In this FlashR tutorial, you will learn how to synchronize several Motion Tween fade transitions. We have been building a Flash slideshow template that contains four placeholder images. At this point, we have added a Motion Tween with a fade-in transition and a fade-out transition to the first image. Now we are ready to build the tweens for the other three placeholder images.

The fade transition is a very common transition used in TV and video. If you look at it closely, you will see that as one image is fading out, another is fading in. We can synchronize this effect by overlapping the transitions.

Let's start building our next animation for image2.

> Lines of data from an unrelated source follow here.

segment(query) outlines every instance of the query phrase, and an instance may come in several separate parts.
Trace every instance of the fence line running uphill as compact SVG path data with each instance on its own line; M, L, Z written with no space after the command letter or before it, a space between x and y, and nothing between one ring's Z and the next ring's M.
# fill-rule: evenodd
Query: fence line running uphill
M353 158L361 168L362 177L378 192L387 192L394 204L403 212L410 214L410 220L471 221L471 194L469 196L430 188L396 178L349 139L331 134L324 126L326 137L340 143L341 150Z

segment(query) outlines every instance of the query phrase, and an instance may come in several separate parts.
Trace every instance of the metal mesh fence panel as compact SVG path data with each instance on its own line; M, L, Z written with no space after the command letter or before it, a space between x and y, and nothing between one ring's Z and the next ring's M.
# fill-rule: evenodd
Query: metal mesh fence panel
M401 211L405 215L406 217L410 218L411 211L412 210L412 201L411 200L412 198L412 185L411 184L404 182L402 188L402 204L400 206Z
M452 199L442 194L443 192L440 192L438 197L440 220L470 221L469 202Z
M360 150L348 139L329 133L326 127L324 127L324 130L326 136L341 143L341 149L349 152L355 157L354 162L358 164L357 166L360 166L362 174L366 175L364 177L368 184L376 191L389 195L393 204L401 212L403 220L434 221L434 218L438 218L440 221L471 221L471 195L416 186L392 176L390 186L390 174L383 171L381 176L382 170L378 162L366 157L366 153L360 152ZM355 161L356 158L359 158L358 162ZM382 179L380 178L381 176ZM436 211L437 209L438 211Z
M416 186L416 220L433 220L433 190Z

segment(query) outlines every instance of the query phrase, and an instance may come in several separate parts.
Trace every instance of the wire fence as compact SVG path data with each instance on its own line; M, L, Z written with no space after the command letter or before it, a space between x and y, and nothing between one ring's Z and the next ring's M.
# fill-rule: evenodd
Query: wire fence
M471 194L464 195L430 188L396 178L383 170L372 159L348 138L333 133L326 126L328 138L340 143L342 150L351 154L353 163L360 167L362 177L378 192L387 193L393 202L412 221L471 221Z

  1. As we did in the last tutorial, we need to convert image2 to a movie clip named "image2".

    We will start the animation for image2 on Frame 70 and end on Frame 150. It may be helpful to turn off the visibility of the image1 layer.

  2. Select Frame 1 of the image2 layer. Hold down the F5 key on your keyboard which will add empty frames after Frame 1 and push the frame that contains the image2 movie clip forward. Stop when the frame containing the image2 movie clip reaches Frame 70.

  3. On this Frame 70, right-click and create a Motion Tween. Drag the Tween span to Frame 150.

  4. Add a Keyframe to Frame 80, 140 and 150.

  5. In the Properties panel, set the Alpha to 0 for Frames 70 and 150. Set the Alpha to 100 for Frames 80 and 140.

    As you can see, we have overlapped the fade transitions for the two image. As image1 fades out over Frames 70 to 80, image2 fades in.

  6. For image3, we will begin the animation on Frame 140 and end on 210. We will overlap the fade transitions over Frames 140 to 150 and add a fade out transition for Frame 200 to 210.

  7. For image4, we will begin the animation on Frame 200 and end on Frame 280. We will overlap the fade transitions over Frame 200 to 210 and add a fade out transition for Frame 270 to 280.

Now we come to a little problem. We have image4 fading out on the last 10 frames and then the animation goes back to Frame 2 and image1 will fade in over 9 frames. These two transitions combined to span over 19 frames and never really overlap. This will cause the stage to become completely white at the end of the animation. We will fix this in the next tutorial.